Report on the Status of 401k Plans
The Center for Retirement Research at Boston College recently issued a chilling report tracing the evolution of 401k plans, the substantial progress achieved with changes included in the Pension Protection Act of 2006 and, finally, the devasting impact of the 2008 market collpapse. Conclusion: The time has come to return 401k's to their original place as a supplemental (rather than primary) retirement funding vehicle.
Anyone pondering the status of their 401k in the current market or how we got to this point should consider reading this research brief.
401k's were never intended to serve as workers main retirement income source. Rather they were meant to supplement social security and traditional corporate pensions - a personalized retirement savings program serving as the third leg of a solid three-legged retirement funding stool. As personalized accounts, 401k owners were given nearly total control over key decisions like whether to participate, how much to contribute, where to invest funds, and when and how to cash out.

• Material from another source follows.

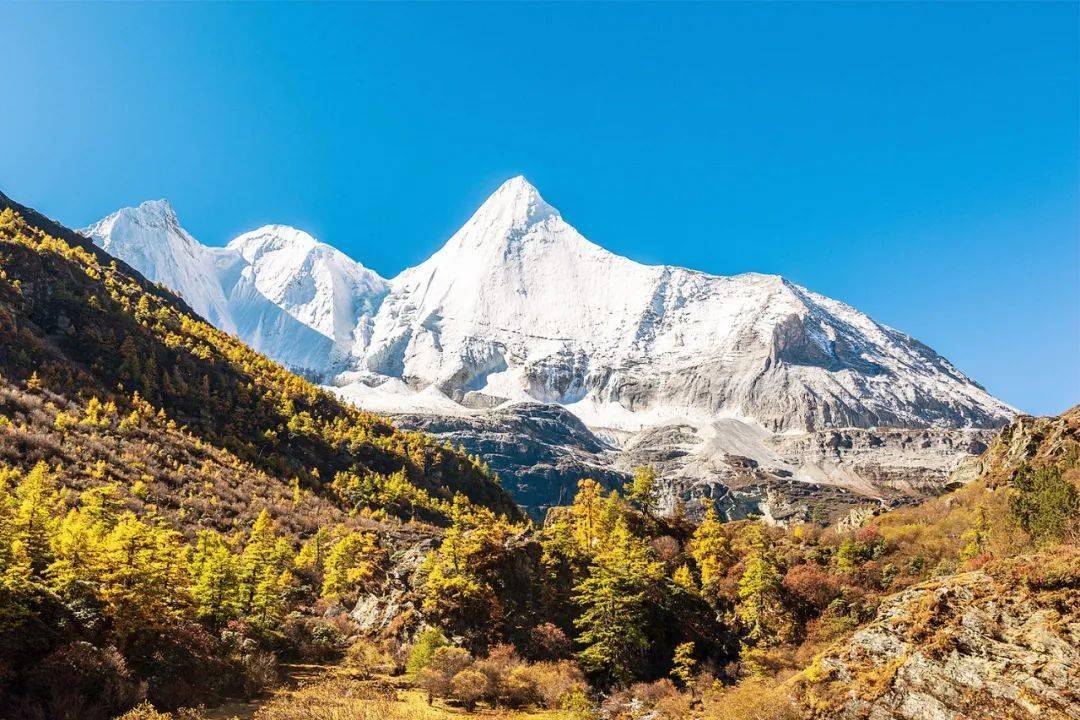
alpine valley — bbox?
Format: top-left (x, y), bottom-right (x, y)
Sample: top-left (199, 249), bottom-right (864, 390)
top-left (81, 177), bottom-right (1015, 524)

In the 1980's and 1990's, two unforseen trends emerged. First, more and more corporate pension sponsors came to view the 401k as a convenient way to get out from under the risks and obligations associated with running a traditional pension plan. By 1995, the 401k easily surpassed defined benefit pensions as the principal retirement plan for most workers.
Second, it became apparent that far too many 401k plan participants were not equipped to make prudent decisions about participation, contributions, investments and withdrawals crucial to 401k planning success. Inertia caused workers to make no decision at all resulting in low 401k participation rates and overly conservative investment choices.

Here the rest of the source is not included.